Thorley Winston said...

The plaintiff, by the way, was fighting for the right to protest the war with a giant peace sign composed of naked people.

Hopefully they were good stewards of the Earth and used the entire naked person. Waste not, want not.

Simon said...

"I don't remember ever seeing the fact that the judge was a Supreme Court clerk used to bolster his opinion."

What's the latin for "Any port in a storm"? ;) It's the same rationale as citing foreign law: if your argument is thin enough, you've got to cite anything that sounds remotely plausible, and so it would seem to follow that the less plausible the least plausible argument is, the thinner the overall argument must be.

Simon said...

Scalia's reticence seems purely because the cout included two (unnecessary) citations to legislative history in the two footnotes he declined to join. Removing those two footnotes would have gotten five members on board without any reservations - that seems precisely the kind of compromise one might expect in order to reduce the tangle, which I suppose implies that if Roberts' supposed project of reducing the clutter isn't working, it isn't working because there's reluctance in all chambers to compromise.

Joe Hogan said...

For the non-lawyers amongst us, could you please either limit or explain the use of legal phrases such as "per curiam". It will save us trips to Wiki-land and provide a public service in terms of our understanding of the Court's actions.

Simon said...

Joe - to be fair, if a post has to pause to explain every term that someone who doesn't know much about law might not know, every post on legal subjects would have to come with a glossary, and glossaries seem profoundly unbloggy. For example, in this post, I don't know why "per curiam" should require any more or less explanation than terms like pleading requirements or § 1983 actions. As you point out, the confused can make a quick sojourn to wikipedia, or even just ask for clarification in the comments.

Joe Hogan said...

Simon - I'm not asking for an explanation of any and all legal terminology. Most of the technical issues are frankly of lesser interest to general readers and well understood by lawyers.

But a very central issue in all reporting of the Court's decisions is the alignment of the Justices. Who votes with whom and when. Ann makes a point of highlighting that information whenever she reports decisions.

Knowing when decisions are 5-4 or otherwise is of interest. So if one decision is reported as "unanimous" and another as "per curiam", (or literally "by the court"), I am mystified by the difference and look to Prof. Altman and other knowledgeable people for enlightenment.

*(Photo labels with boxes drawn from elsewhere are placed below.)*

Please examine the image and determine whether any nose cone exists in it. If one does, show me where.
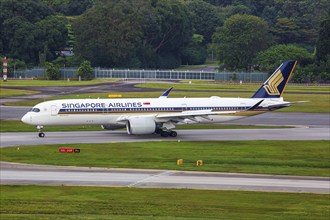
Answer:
[21,113,31,124]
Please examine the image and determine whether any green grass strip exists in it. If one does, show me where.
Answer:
[0,79,120,87]
[0,141,330,176]
[0,185,330,220]
[0,120,289,132]
[0,88,39,98]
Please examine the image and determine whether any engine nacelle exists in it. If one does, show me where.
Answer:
[101,124,126,131]
[126,116,156,134]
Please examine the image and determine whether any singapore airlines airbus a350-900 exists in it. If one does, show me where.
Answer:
[22,60,297,137]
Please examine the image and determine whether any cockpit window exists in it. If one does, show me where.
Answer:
[31,108,40,112]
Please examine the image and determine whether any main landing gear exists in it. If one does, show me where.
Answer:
[156,129,178,137]
[37,125,45,137]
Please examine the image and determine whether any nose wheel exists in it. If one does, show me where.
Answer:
[37,125,45,137]
[160,130,178,137]
[39,132,45,137]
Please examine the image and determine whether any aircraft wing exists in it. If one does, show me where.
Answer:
[267,101,309,109]
[155,109,237,122]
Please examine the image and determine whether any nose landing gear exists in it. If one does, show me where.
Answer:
[37,125,45,137]
[156,129,178,137]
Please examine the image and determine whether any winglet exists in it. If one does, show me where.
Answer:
[159,86,173,98]
[252,60,297,98]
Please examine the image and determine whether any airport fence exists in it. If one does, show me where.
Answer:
[8,68,268,82]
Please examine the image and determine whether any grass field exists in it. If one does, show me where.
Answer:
[0,141,330,176]
[0,88,38,98]
[0,79,120,86]
[0,185,330,220]
[136,81,330,95]
[0,120,289,132]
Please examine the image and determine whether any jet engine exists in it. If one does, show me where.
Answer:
[101,124,126,131]
[126,116,156,134]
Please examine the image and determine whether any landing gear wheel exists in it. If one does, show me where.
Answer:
[170,131,178,137]
[39,132,45,137]
[160,131,170,137]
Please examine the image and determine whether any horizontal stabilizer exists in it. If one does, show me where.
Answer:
[159,86,173,98]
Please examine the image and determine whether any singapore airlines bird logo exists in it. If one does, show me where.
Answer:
[264,70,284,95]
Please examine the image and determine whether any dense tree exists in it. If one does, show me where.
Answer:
[316,10,330,62]
[73,0,192,68]
[45,62,61,80]
[271,18,299,44]
[255,44,313,71]
[0,0,67,65]
[42,0,94,16]
[76,60,94,80]
[187,0,223,45]
[213,14,269,71]
[73,0,147,67]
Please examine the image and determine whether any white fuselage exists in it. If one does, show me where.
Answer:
[22,97,283,126]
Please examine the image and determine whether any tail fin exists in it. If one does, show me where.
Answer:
[252,60,297,98]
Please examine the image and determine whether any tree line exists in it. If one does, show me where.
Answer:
[0,0,330,82]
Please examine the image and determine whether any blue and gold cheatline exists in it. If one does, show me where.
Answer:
[252,60,297,98]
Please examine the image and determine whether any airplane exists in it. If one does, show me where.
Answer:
[21,60,298,137]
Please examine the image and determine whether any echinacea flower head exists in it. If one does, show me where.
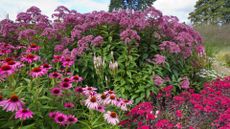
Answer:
[0,95,24,112]
[41,64,52,70]
[83,86,97,96]
[30,67,47,78]
[104,111,119,125]
[50,87,62,96]
[60,82,72,89]
[64,102,74,108]
[54,113,67,125]
[49,112,60,119]
[67,115,78,124]
[96,106,105,113]
[0,65,14,78]
[21,54,40,64]
[85,96,99,109]
[15,108,33,120]
[154,75,164,86]
[27,43,41,52]
[180,77,190,89]
[0,95,3,102]
[106,94,117,106]
[97,93,109,105]
[5,60,23,69]
[153,54,165,64]
[49,72,62,78]
[74,87,83,93]
[71,75,83,82]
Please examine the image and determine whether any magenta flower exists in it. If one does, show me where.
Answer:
[30,67,47,78]
[104,111,119,125]
[21,54,40,64]
[85,96,99,109]
[5,60,23,69]
[49,72,62,78]
[180,77,190,89]
[54,112,67,125]
[15,108,33,120]
[27,43,40,52]
[96,106,105,113]
[41,64,52,71]
[60,82,72,89]
[0,95,24,112]
[153,54,165,64]
[154,75,164,86]
[105,94,117,106]
[91,36,104,46]
[71,75,83,82]
[67,115,78,124]
[0,65,14,78]
[50,87,62,96]
[64,102,74,108]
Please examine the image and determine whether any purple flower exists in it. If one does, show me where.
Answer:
[154,54,165,64]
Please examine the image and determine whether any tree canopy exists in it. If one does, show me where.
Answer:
[109,0,156,12]
[189,0,230,24]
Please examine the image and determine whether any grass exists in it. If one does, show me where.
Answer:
[194,24,230,75]
[195,25,230,66]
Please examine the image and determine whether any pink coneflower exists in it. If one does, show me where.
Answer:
[117,99,133,111]
[153,54,165,64]
[51,87,62,96]
[62,78,72,83]
[104,111,119,125]
[83,86,97,96]
[49,112,60,119]
[74,87,83,93]
[49,72,62,78]
[54,113,67,125]
[30,67,47,78]
[97,93,109,105]
[71,75,83,82]
[0,65,14,78]
[6,60,23,69]
[27,43,40,52]
[0,95,3,102]
[106,94,117,105]
[0,95,24,112]
[180,77,190,89]
[154,75,164,86]
[15,108,33,120]
[41,64,52,70]
[64,102,74,108]
[96,106,105,113]
[67,115,78,124]
[52,55,61,63]
[104,90,115,95]
[61,57,74,67]
[85,96,99,109]
[21,54,40,64]
[60,82,72,89]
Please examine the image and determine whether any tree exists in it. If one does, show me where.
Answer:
[189,0,230,24]
[109,0,156,12]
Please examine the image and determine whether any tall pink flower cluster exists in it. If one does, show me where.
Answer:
[49,112,78,126]
[120,29,141,43]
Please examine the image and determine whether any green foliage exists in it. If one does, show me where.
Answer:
[189,0,230,24]
[109,0,156,12]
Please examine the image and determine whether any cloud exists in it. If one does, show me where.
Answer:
[0,0,109,20]
[153,0,197,23]
[0,0,197,22]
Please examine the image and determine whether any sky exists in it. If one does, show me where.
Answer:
[0,0,197,23]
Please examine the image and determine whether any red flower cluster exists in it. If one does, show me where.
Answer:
[120,77,230,129]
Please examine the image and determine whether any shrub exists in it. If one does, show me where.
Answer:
[120,77,230,129]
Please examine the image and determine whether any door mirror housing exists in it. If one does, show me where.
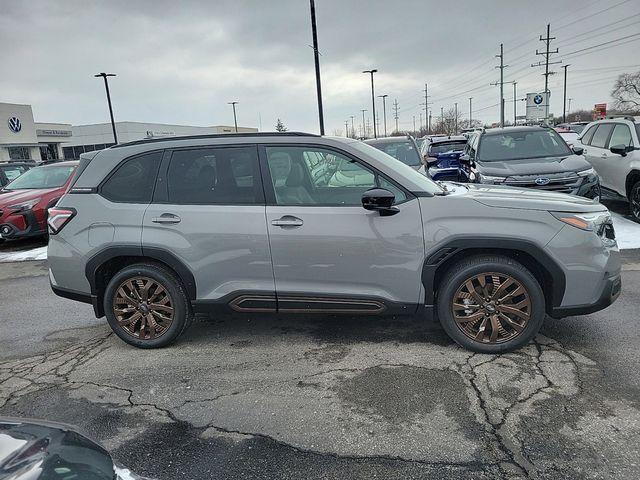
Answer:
[609,144,627,157]
[362,188,400,217]
[571,145,584,155]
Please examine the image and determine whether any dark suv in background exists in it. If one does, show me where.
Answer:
[460,126,600,201]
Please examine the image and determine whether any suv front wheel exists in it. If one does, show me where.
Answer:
[438,255,545,353]
[104,263,191,348]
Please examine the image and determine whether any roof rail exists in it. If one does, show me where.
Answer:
[109,132,319,148]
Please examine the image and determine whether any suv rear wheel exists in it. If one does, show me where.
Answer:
[438,255,545,353]
[104,264,191,348]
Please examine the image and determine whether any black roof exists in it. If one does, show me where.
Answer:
[110,132,319,148]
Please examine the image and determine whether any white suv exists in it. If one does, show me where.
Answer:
[578,117,640,223]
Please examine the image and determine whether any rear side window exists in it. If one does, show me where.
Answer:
[590,123,613,148]
[100,152,162,203]
[167,146,264,205]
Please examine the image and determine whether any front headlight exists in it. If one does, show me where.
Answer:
[578,168,596,177]
[478,174,507,184]
[7,198,40,213]
[550,210,612,233]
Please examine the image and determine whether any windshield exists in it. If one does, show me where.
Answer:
[350,142,444,195]
[5,165,76,190]
[429,141,467,155]
[367,140,421,166]
[476,130,571,162]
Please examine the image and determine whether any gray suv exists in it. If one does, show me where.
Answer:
[48,133,620,352]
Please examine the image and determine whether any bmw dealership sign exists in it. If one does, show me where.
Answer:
[7,117,22,133]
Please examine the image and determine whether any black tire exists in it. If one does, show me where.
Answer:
[629,180,640,223]
[103,263,192,348]
[437,255,545,353]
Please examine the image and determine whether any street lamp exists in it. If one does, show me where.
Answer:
[94,72,118,144]
[362,68,378,138]
[227,101,240,133]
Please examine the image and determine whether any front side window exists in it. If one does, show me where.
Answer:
[100,152,162,203]
[477,130,571,162]
[609,124,633,147]
[167,146,263,205]
[590,123,613,148]
[266,147,407,206]
[5,165,76,190]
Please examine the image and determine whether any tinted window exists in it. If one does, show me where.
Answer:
[100,152,162,203]
[580,125,598,145]
[477,130,571,162]
[167,147,262,205]
[609,124,633,147]
[267,147,407,206]
[589,123,613,148]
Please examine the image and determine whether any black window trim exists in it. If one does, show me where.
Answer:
[151,143,265,207]
[98,148,164,205]
[258,142,416,207]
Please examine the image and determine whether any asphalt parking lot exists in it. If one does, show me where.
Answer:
[0,251,640,479]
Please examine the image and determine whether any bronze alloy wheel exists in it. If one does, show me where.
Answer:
[452,272,532,344]
[113,277,174,340]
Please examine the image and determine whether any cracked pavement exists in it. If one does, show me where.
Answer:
[0,260,640,479]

If there is no meaningful difference between "unanimous" and "per curiam", then why use the Latin term at all, except to establish one's membership in the inner priesthood of the Law?

Ann Althouse said...

Joe: Sorry. The Bush v. Gore opinion was per curiam, so I thought that made it a sort of well-known term. It means that no particular justice is identified as having written it. So the second case is, Sole, is unanimous, but we see that Ginsburg wrote it, so it's not "per curiam." And a per curiam opinion isn't necessarily unanimous (see Bush v. Gore).

Joe Hogan said...

Thank you Ann.

Unknown said...

It's a minor point but Erickson v. Pardus was a reversal of the Tenth Circuit, not the Sixth Circuit.

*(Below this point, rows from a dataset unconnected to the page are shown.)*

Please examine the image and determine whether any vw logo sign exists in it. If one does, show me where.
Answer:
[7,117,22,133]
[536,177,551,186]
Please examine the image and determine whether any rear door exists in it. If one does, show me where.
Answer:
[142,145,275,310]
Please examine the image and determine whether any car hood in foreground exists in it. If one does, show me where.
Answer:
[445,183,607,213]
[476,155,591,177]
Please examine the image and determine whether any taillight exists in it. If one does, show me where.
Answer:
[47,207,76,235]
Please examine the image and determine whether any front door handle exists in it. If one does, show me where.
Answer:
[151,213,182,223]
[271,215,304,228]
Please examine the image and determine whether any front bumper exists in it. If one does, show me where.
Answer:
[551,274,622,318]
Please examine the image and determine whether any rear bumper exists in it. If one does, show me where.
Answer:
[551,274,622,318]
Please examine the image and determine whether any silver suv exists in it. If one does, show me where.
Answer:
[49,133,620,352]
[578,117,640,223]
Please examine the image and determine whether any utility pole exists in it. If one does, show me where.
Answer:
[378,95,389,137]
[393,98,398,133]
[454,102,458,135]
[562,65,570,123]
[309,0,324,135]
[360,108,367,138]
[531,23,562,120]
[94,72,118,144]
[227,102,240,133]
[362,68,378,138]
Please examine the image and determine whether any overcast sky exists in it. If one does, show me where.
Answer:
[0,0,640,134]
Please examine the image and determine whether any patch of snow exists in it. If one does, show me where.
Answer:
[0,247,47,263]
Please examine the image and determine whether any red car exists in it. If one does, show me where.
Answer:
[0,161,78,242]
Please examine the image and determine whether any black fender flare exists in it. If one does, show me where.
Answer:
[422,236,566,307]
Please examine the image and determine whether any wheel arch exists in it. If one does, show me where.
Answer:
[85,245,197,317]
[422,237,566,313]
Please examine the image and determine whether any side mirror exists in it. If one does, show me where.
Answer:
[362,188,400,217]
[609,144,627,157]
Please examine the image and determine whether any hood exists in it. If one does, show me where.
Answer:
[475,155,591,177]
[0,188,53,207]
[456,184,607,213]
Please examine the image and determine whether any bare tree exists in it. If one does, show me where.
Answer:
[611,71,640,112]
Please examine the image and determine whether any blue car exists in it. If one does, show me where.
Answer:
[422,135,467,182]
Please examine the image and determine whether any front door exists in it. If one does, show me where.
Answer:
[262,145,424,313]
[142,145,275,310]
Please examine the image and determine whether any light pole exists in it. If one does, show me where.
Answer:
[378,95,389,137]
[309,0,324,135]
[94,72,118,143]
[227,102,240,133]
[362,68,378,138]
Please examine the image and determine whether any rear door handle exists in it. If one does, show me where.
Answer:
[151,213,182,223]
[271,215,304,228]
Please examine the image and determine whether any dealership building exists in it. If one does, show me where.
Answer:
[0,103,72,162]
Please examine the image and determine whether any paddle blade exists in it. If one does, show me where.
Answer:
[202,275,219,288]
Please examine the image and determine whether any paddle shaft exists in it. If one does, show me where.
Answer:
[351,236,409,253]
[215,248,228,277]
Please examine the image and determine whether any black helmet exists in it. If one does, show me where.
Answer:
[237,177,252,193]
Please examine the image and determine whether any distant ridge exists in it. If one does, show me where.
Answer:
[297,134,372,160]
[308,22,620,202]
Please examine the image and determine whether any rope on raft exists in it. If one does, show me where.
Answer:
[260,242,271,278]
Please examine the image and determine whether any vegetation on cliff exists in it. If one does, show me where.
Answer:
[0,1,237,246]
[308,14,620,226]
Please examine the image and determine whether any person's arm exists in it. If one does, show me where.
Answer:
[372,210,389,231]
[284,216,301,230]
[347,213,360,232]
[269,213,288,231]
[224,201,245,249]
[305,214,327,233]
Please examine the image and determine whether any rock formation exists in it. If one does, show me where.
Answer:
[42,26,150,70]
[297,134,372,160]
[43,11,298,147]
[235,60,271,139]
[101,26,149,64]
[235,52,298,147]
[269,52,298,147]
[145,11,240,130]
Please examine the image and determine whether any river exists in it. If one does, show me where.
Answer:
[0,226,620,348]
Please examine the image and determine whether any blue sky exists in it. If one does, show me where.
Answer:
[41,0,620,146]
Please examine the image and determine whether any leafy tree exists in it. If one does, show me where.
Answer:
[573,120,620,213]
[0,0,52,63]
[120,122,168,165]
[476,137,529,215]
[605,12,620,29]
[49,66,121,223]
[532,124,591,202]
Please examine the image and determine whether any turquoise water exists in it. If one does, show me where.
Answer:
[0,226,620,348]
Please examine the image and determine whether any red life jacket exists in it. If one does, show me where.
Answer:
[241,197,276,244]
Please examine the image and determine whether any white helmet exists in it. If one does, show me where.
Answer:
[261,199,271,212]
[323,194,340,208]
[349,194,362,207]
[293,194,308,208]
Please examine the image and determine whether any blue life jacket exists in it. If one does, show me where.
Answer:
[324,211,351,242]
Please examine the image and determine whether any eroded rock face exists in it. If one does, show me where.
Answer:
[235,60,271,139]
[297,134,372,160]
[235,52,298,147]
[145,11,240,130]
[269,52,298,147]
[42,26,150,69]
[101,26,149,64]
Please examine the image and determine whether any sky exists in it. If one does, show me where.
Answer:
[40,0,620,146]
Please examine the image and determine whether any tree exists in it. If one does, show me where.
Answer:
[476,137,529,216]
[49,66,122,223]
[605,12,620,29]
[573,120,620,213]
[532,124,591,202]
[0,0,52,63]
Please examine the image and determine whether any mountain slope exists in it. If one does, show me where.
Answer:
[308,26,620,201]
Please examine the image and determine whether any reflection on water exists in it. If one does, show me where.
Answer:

Also, it seems to be that had O'Connor been on the Court, Uttecht v. Brown might have come out the other way. Although no fan of the Ninth Circuit AEDPA jurisprudence, she was often more sensitive to due process concerns than Kennedy. Here, it seems that on the merits, the dissent is right: even though the AEDPA requires a lot of deference to a trial judge, the Court can't simply abrogate all reviewing responsibility. It was improper to exclude Juror Z just because he harbored some reservations about death penalty. Judge Kozinski, a libertarian and a death penalty supporter, got it exactly right in his opinion.

Well, hopefully the balance will be restored when Kennedy or Scalia retires and is replaced by a more moderate jurist by a Democratic President.

Unknown said...

Mark,

It appears the Roberts court is following the Rehnquist court's tradition of nominally upholding precedents while eviscerating them of any content.